Aksi ini mengindikasikan adanya “permainan” biaya produksi untuk menekan pengeluaran riil dan meraup keuntungan lebih besar dari dana publik. Jika mutu beton dari tetrapod manual ini tidak sesuai standar, efektifitas pemecah ombak akan berkurang drastis, berisiko gagal konstruksi, dan mengancam umur bangunan.

Ironisnya, konsultan pengawas CV Brysel Jaya Abadi diduga absen total dari lokasi pekerjaan, mengabaikan Peraturan Menteri PUPR No. 09/PRT/M/2019 yang mewajibkan material diverifikasi asal dan mutunya. Ketidakhadiran konsultan pengawas ini disinyalir menjadi pintu masuk bagi kontraktor untuk bertindak semaunya.
Bungkamnya PPK dan Ancaman Pidana
Dugaan penyembunyian proyek semakin kentara. Di lokasi, papan informasi proyek tidak terpasang, sebuah pelanggaran mendasar atas prinsip keterbukaan publik.

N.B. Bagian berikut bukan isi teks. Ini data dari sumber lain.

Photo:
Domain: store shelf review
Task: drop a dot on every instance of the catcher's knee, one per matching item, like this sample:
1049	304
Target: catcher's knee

Hingga laporan ini disusun, Pejabat Pembuat Komitmen (PPK), Bernadus Salendeo, memilih bungkam dan belum memberikan tanggapan meski telah dikonfirmasi. Ketidakterbukaan PPK ini justru memperkuat kecurigaan publik terhadap skandal di balik proyek nyaris Rp 5 miliar ini.
“Kalau ada pelanggaran teknis dan administrasi, kontraktor harus bertanggung jawab sesuai hukum. Jangan sampai proyek infrastruktur dengan indikasi mark up ini terus dibiarkan,” tegas seorang tokoh masyarakat Manado yang meminta identitasnya dirahasiakan.
Melihat banyaknya jejak pelanggaran prosedur dan teknis, BPK dipastikan akan menjadikan proyek ini temuan prioritas dalam audit keuangan mendatang. Jika terbukti ada rekayasa pengeluaran, konsekuensinya bukan hanya pemutusan kontrak dan pengembalian kerugian negara, melainkan juga ancaman sanksi pidana bagi para pihak yang bersekongkol di balik Tetrapod Siluman ini.